Coach's quotes can be of little comfort to unsettled Ian Madigan
Ian Madigan must have been the warmest man in France by the time he left Stade Felix Mayol last night.
Having been the first Leinster player out for the pre-match warm-up, he spent almost the entire second-half stretching beneath the posts, played for three minutes, and then had a rigorous fitness session as the stadium emptied after Toulon's lap of honour.
After all the other replacements had made their way into the fray, the 26-year-old cut a lonely figure in the in-goal area. It was a lot of time to get some thinking done.
On the pitch, Johnny Sexton was having as poor a game as he's had in blue, but still Leo Cullen's call didn't come. As Toulon added to their lead and put the squeeze on, the potential game-changer remained in his tracksuit top.
Madigan's contract is up at the end of this season and he has lots of options. It's probably safe to assume that staying at Leinster was crossed off his list after the plane returned to Dublin last night.
If he doesn't get a run when Sexton's having an off-day, what's the point in staying?
Cullen's explanation will do little to appease his out-half, who must have felt he could have improved things.
"Unfortunately, just the way the changes were made; Rob (Kearney) was only just back so he came off quite early.
"Isaac (Boss) as well had a bit of a niggle going into the game.
"Unfortunately that left us with Mads as our last back so you are always running the risk, it's quite a fine line when you bring that last person on. Ideally I would have liked to have got Mads on earlier but just the way those other substitutions unfolded, that is just the way it went."
The immediate future for Madigan and Leinster throws up a return fixture against yesterday's victors who will themselves be looking for improvements when they return to the Aviva Stadium, where they won their first European title.
Out of the tournament, Leinster have little tangible reward to play for but owe it to their coaches and the 42,000 people who have already bought tickets.
"Look, we owe everyone from the way we have been playing," captain Isa Nacewa said.
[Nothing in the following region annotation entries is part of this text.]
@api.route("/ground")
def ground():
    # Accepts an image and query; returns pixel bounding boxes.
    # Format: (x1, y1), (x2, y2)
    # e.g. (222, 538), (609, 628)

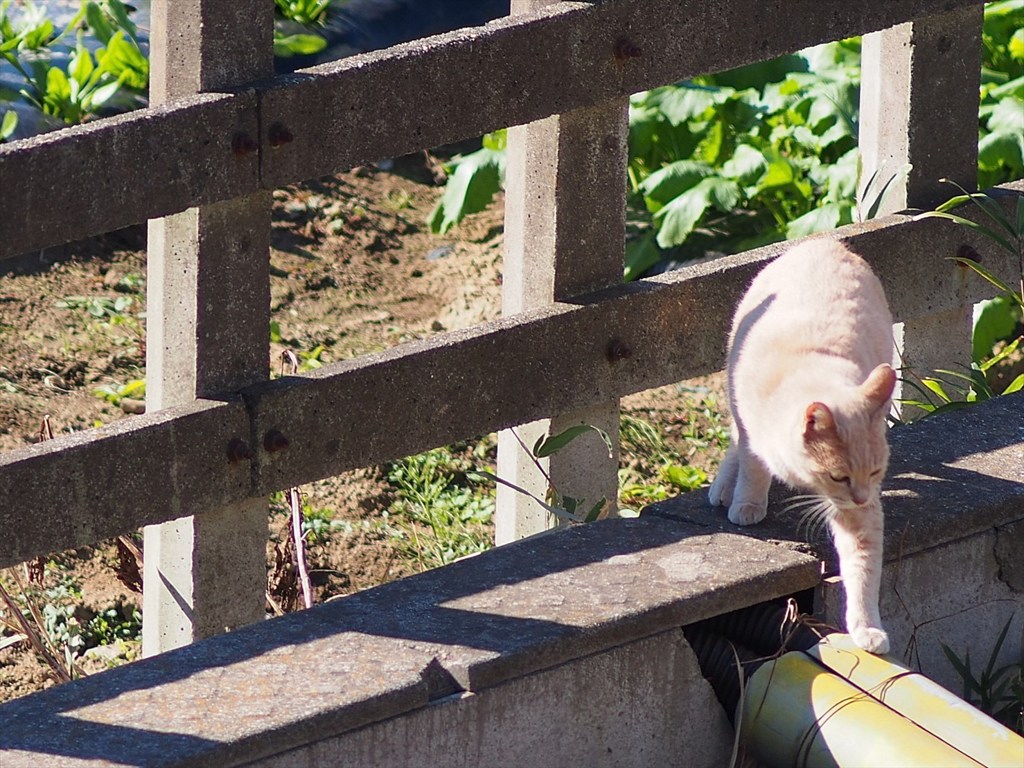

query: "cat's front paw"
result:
(708, 476), (732, 507)
(729, 502), (768, 525)
(850, 627), (889, 653)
"Individually everyone just has to go away and look at their own game and then collectively as a group we have to look at ourselves.
"That's the most important thing at the moment.
"It is a test of our character. There is no problem is getting up for the challenge this week. It is about recovering well for the next 48 hours and then looking forward to playing in the Aviva in front of the fans that mean the most to us. As a team, we just have to get up and get on with it."
Like Anthony Foley in Munster, this defeat puts pressure on Cullen's shoulders. After presiding over a record home European defeat against Wasps last month, this was the first time the province lost their first three games, and with last season's semi-final taken into account, this now their longest losing stretch in their 20-year history in the competition.
"People will always make judgements, that's part and parcel of the business," the former second-row said.
"I'm just focused on preparing the team, so I can't get overly bogged down in what people's perception is of me.
"I just need to focus on my role, which is trying to prepare the team."